Re: Synchronous Log Shipping Replication

From: Markus Wanner <markus(at)bluegap(dot)ch>
To: Simon Riggs <simon(at)2ndQuadrant(dot)com>
Cc: Hannu Krosing <hannu(at)krosing(dot)net>, Fujii Masao <masao(dot)fujii(at)gmail(dot)com>, Heikki Linnakangas <heikki(dot)linnakangas(at)enterprisedb(dot)com>, Tom Lane <tgl(at)sss(dot)pgh(dot)pa(dot)us>, Bruce Momjian <bruce(at)momjian(dot)us>, ITAGAKI Takahiro <itagaki(dot)takahiro(at)oss(dot)ntt(dot)co(dot)jp>, pgsql-hackers(at)postgresql(dot)org
Subject: Re: Synchronous Log Shipping Replication
Date: 2008-09-10 08:06:14
Message-ID: 48C77FF6.3010804@bluegap.ch
Views: Raw Message | Whole Thread | Download mbox | Resend email
Thread:
Lists: pgsql-hackers

Hi,

Simon Riggs wrote:
> 1. Standby contacts primary and says it would like to catch up, but is
> currently at point X (which is a point at, or after the first consistent
> stopping point in WAL after standby has performed its own crash
> recovery, if any was required).
> 2. primary initiates data transfer of old data to standby, starting at
> point X
> 3. standby tells primary where it has got to periodically
> 4. at some point primary decides primary and standby are close enough
> that it can now begin streaming "current WAL" (which is always the WAL
> up to wal_buffers behind the the current WAL insertion point).

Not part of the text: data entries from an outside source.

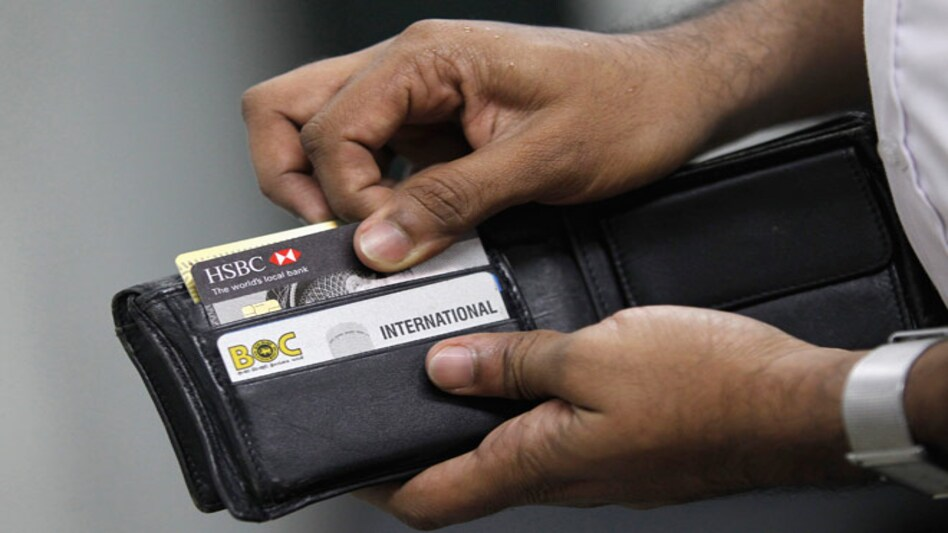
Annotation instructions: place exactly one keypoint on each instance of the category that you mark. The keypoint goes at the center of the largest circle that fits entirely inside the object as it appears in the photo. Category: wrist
(797, 429)
(755, 63)
(926, 395)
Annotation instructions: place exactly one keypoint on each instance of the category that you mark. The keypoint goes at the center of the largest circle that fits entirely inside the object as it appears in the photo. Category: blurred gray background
(121, 145)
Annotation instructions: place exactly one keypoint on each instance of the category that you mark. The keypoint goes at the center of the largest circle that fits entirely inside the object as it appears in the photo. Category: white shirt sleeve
(907, 51)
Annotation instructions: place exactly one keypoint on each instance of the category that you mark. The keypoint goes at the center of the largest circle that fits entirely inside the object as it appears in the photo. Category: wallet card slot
(358, 419)
(238, 415)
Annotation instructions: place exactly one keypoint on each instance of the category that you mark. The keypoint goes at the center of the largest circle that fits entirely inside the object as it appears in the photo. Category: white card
(350, 329)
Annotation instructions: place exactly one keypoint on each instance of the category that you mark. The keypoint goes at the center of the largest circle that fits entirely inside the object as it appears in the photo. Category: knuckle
(311, 136)
(514, 357)
(450, 197)
(416, 518)
(426, 29)
(267, 190)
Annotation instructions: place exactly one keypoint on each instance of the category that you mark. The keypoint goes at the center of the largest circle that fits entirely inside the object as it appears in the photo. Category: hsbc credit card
(304, 270)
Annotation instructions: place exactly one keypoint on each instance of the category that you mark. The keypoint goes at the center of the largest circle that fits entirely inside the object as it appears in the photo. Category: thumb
(432, 209)
(525, 365)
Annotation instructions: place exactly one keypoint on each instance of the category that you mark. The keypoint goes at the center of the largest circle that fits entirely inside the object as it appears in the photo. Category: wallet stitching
(617, 250)
(159, 337)
(593, 278)
(232, 405)
(164, 300)
(578, 240)
(523, 316)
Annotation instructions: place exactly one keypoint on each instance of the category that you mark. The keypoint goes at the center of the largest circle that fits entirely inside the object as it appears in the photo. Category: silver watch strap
(874, 416)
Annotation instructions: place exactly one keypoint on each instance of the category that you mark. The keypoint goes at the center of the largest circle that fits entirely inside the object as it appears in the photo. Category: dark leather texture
(799, 233)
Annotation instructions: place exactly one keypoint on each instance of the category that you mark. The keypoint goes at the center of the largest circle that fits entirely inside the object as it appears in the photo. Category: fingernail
(452, 368)
(385, 242)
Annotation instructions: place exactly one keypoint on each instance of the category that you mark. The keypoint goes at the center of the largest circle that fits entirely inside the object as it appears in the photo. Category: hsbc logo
(284, 257)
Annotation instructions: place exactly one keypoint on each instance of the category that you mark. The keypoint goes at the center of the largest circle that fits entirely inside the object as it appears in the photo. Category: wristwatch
(874, 415)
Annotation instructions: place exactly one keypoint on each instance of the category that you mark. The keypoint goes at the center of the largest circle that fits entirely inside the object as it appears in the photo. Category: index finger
(274, 112)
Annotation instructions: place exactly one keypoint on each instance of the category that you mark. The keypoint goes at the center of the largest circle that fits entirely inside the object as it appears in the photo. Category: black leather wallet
(799, 232)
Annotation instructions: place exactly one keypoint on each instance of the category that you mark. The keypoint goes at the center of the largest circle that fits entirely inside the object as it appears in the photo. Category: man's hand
(490, 114)
(649, 407)
(494, 115)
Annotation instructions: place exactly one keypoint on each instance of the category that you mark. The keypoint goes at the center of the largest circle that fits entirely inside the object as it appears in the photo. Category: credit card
(185, 261)
(305, 270)
(385, 321)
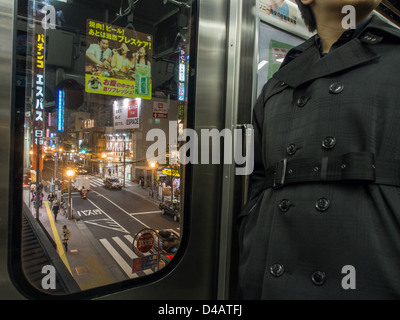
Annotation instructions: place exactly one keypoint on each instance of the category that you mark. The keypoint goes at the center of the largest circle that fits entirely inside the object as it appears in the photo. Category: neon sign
(60, 110)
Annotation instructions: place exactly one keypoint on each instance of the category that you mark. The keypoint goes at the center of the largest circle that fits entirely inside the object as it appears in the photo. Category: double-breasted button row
(317, 277)
(336, 87)
(284, 205)
(291, 149)
(302, 101)
(327, 143)
(321, 205)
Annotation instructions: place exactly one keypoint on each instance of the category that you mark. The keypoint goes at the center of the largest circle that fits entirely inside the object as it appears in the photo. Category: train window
(104, 90)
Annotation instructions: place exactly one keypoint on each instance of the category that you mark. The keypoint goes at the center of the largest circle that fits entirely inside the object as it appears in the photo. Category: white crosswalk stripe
(98, 182)
(120, 250)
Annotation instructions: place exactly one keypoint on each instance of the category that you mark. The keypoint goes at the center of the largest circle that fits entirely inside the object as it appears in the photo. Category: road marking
(118, 228)
(123, 210)
(145, 212)
(124, 247)
(60, 247)
(121, 262)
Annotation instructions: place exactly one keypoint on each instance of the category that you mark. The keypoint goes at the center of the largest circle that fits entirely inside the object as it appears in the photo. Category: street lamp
(70, 174)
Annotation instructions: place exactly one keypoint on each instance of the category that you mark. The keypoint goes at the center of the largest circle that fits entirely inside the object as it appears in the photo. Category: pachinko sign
(126, 113)
(118, 61)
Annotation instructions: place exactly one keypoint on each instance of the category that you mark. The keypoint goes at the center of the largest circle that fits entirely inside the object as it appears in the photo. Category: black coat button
(277, 270)
(336, 87)
(329, 142)
(322, 204)
(291, 149)
(284, 205)
(318, 277)
(301, 101)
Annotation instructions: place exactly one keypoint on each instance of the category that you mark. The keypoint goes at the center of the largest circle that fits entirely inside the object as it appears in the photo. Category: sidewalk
(84, 256)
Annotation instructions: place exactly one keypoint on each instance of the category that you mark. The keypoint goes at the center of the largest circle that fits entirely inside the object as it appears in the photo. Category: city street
(112, 218)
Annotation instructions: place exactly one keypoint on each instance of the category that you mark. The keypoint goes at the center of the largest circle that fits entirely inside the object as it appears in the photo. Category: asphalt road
(114, 217)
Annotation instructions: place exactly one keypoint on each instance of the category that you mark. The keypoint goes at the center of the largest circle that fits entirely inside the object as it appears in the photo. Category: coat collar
(304, 62)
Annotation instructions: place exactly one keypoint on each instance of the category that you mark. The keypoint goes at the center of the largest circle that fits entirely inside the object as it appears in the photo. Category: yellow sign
(170, 172)
(118, 61)
(114, 87)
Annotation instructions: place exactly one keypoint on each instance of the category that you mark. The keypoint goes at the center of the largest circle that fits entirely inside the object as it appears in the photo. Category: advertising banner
(160, 110)
(118, 61)
(126, 114)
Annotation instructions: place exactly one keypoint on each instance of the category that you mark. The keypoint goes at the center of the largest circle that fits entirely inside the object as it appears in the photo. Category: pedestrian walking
(51, 198)
(41, 195)
(55, 209)
(65, 235)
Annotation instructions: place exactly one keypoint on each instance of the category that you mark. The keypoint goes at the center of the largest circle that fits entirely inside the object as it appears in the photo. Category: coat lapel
(309, 65)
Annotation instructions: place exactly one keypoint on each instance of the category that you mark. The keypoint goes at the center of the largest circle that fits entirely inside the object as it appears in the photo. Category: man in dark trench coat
(323, 217)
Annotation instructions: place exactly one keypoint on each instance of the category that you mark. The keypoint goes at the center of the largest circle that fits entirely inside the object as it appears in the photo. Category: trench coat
(323, 216)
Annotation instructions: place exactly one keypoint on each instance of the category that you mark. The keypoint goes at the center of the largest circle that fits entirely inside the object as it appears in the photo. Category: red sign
(133, 109)
(145, 242)
(160, 115)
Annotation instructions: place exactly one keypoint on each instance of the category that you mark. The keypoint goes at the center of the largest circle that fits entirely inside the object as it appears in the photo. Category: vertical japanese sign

Hm.. wouldn't it be simpler, to start streaming right away and "cache"
that on the standby until it can be applied? I.e. a protocol like:

1. - same as above -
2. primary starts streaming from live or hot data from it's current
position Y in the WAL stream, which is certainly after (or probably
equal to) X.
3. standby receives the hot stream from point Y on. It now knows it
misses 'cold' portions of the WAL from X to Y and requests that.
4. primary serves remaining 'cold' WAL chunks from its xlog / archive
from between X and Y.
5. standby applies 'cold' WAL, until done. Then proceeds with the cached
WAL segments from 'hot' streaming.

> Bear in mind that unless wal_buffers > 16MB the final catchup will
> *always* be less than one WAL file, so external file based mechanisms
> alone could never be enough.

Agreed.

> This also probably means that receipt of WAL data on the standby cannot
> be achieved by placing it in wal_buffers. So we probably need to write
> it directly to the WAL files, then rely on the filesystem cache on the
> standby to buffer the data for use by ReadRecord.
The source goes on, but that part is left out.